Il Prenome indicava l'individuo; il Nome, la gente; il Cognome, la famiglia. L'Agnome era quella parte del proprio antico nome che l'adottato riteneva quando l'adottante, ammettendolo nella sua famiglia, gli facea cambiare la rimanente parte del suo casato. Così per esempio, Publio Cornelio Scipione, adottato da Quinto Cecilio Metello, assunse il nome di Q. Cecilio Metello Scipione.
§ 3. Oltre a questa specie di Agnomi propriamente detti, altri se ne adopravano, che possono meglio chiamarsi Soprannomi, i quali derivavansi da alcuna grande azione o da altro specifico e distintivo carattere di chi li portava. Così il grande vincitore di Cartagine fu detto P. Cornelio Scipione Africano; nella quale appellazione, P. (ossia Publio) era il prenome; Cornelio, il nome; Scipione, il cognome; ed Africano il soprannome desunto dalla vittoria riportata sull'Africa. Quinto Fabio Massimo tre soprannomi aveva: Ovicula dalla singolare mansuetudine de' costumi che lo fece fin da bambino paragonare ad un agnello: Verrucosus, da un porro che aveva sul labbro superiore; e Cunctator, dal cunctare o temporeggiare che usò per istancare l'impeto d'Annibale.
§ 4. Il salutare un uomo col solo prenome era tenuto a segno di onoranza, e ciò forse perchè gli schiavi non avevano cotal primo distintivo personale, ed anche perchè, ciò facendo, si mostrava essere il salutato così glorioso individuo che bastasse il solo prenome a distinguerlo da chiunque altri un eguale ne portasse.
A tutti gli anzidetti nomi aggiungevasi talora anche quello della Tribù.
§ 5. Nello scrivere i prenomi, usavansi varie abbreviazioni, sia adoprando la sola lettera iniziale, come A. per Aulo, C. per Caio; sia ponendo due lettere, come Ap. per Appio, Ti. per Tiberio; sia infine tre lettere come Mam. per Mamerco, Ser. per Servio, Sex. per Sesto.
§ 6. L'origine dei prenomi fu probabilmente arbitraria. Non così quella della più parte dei cognomi, che derivarono il più delle volte da qualche singolare circostanza notata nel primo cui furono attribuiti, od anche in tutta la sua stirpe.
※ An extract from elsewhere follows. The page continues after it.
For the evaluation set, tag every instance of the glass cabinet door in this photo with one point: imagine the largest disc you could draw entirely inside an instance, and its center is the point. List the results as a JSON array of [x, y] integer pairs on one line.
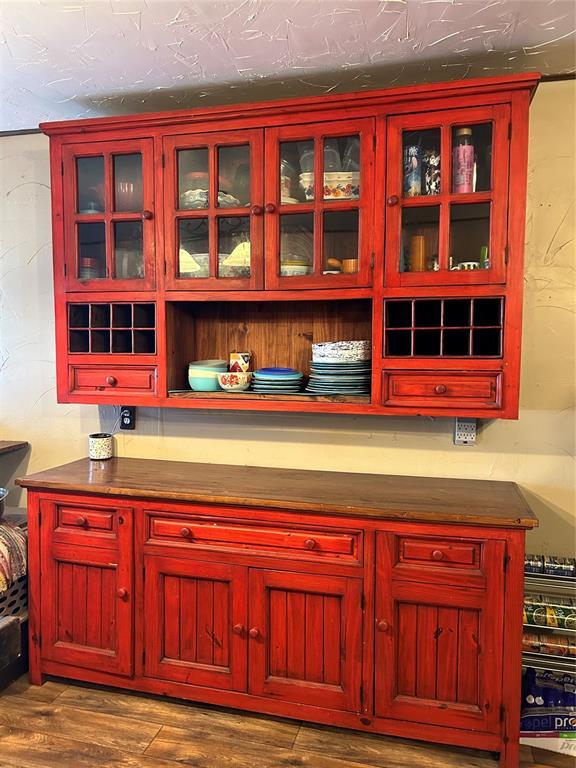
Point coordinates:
[[214, 211], [318, 235], [109, 221], [446, 197]]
Così dalla sapienza si trasse il cognome di Catone (Cato, infatti, anticamente valeva sapiente); dalle virtù, dai costumi si dedussero i cognomi di Frugi, Gurges, Nepos, Pius; dall'arte esercitata, derivò Pictor; da particolarità del corpo, Calvus, Crassus, Macer; dalla professione, Augurinus, Flaminius, Sacerdos; dall'agricoltura, Lentuli, Pisones, Cicerones ecc.
§ 7. Alle origini anche le donne portavano, sembra, un prenome; ma in appresso, venne costume di dar loro il solo nome gentile. Talchè se in una casa, era una sola figlia, nomavasi Cornelia, Tullia ecc.; se due, distinguevansi dicendo l'una Cornelia Major, l'altra Cornelia Minor; se parecchie, dando all'una l'addiettivo ordinale Prima, alle altre quelli di Seconda, Tertia ecc.
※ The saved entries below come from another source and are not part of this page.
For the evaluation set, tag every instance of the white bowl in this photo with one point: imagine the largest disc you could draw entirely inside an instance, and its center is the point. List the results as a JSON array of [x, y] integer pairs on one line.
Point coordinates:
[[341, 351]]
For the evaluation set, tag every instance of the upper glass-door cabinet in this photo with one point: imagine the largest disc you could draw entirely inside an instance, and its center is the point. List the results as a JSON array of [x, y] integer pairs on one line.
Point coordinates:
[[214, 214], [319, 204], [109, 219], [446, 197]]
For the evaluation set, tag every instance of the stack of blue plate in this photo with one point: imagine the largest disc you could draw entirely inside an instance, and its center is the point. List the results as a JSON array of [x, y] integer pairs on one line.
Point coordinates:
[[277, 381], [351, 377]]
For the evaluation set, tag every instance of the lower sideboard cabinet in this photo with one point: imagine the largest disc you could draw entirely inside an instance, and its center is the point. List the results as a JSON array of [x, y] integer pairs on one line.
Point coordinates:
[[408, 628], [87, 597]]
I nomi s'imponevano ai fanciulli nel giorno lustrale (in die lustrico), ch'era pei maschi il nono dalla nascita, per le femmine l'ottavo. I prenomi non si davano ai giovinetti se non se quando indossavano la toga virile, alle ragazze (quando l'ebbero) se non il dì del matrimonio.
§ 8. Gli schiavi portavano il prenome del padrone leggermente inflesso: Lucipores, Marcipores, cioè servi di Lucio, di Marcio, prendendo forse la desinenza pores da pueri, figli, che significava anche schiavi.
A questa antica costumanza si aggiunse in seguito quella di derivare il nome dei servi da quello del paese di cui erano oriundi; Syrus, Geta, Dardanus ecc.
Gli schiavi liberati assumevano i nomi e prenomi del pristino padrone: così Tirone, dal grande oratore fatto liberto, fu detto M. Tullio Tirone.